The Republican Riot show may just be the New York tip of the Republican comedy iceberg. Brad Stine is a conservative comic who tours with the Promise Keepers, playing to arena crowds numbering in the thousands. A veteran of the secular circuit and the 90s cable-tv comic boom, Stine has found his "very pro-Patriot, very pro-theism, very pro-God" personal philosophy to be in opposition to the stereotypical comedian.

"Comedians are thought of as rock ’n’ roll, spoken-word, edgy, pushing the envelope," he observes, "but to do that from a conservative, Judeo-Christian point of view is unique."
Around the 45-minute mark of his act, Stine will often point out that he hasn’t used a single curse word. No matter which club he’s in, he says, that factoid never fails to garner applause.
He currently brings his brand of pro-American jokery to churches and religious functions, noting he doesn’t "do as many clubs now because [he doesn’t] make as much money."
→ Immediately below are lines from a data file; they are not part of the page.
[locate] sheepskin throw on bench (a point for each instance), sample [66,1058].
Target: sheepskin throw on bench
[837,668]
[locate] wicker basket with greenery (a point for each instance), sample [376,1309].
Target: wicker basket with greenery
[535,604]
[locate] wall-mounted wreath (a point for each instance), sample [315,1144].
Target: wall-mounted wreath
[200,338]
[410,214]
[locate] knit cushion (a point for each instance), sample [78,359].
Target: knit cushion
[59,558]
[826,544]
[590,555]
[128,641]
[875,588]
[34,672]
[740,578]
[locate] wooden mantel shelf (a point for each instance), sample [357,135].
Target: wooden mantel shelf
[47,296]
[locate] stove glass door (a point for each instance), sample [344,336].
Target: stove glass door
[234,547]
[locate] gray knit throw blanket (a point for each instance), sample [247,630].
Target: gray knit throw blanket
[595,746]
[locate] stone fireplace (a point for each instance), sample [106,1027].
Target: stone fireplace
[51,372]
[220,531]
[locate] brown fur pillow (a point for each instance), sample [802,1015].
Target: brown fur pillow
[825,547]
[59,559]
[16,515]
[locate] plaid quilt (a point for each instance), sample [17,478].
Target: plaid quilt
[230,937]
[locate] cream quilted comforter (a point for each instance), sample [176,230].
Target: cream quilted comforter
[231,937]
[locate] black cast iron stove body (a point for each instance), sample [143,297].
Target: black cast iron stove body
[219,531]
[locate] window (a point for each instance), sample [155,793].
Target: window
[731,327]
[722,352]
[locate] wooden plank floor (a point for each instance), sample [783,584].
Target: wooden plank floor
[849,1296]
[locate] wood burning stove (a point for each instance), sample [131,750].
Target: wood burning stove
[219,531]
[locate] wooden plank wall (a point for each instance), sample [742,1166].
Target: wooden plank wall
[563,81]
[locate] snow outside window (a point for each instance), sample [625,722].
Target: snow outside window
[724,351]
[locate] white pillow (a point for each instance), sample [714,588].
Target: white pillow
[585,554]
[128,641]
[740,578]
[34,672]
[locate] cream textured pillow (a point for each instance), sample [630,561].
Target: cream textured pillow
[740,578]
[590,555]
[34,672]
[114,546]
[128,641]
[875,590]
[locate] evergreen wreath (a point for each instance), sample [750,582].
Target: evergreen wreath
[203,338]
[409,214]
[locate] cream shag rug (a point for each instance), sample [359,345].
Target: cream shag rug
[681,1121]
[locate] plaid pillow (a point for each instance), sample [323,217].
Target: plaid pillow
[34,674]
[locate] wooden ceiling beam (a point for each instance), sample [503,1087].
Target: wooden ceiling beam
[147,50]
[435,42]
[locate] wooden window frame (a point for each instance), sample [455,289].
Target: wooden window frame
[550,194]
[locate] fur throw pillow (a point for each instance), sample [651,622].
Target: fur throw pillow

Stand-up comedy is a format that’s ready-made for conservatives. There’s allowance for the Limbaugh monologue/rant, spots for one-liners and ample space for Fox News-style soundbyte ethos. Comedy club audiences respond to shouting and invective and, really now, how far of a jump is it from Bill O’Reilly to Sam Kinison?

As Stine told me, "There is certainly a huge constituency of conservatives in the United States who have made Fox News the number-one news network… There are millions of Americans saying ‘speak for me, speak for me,’ and they’ve never had a comic do it."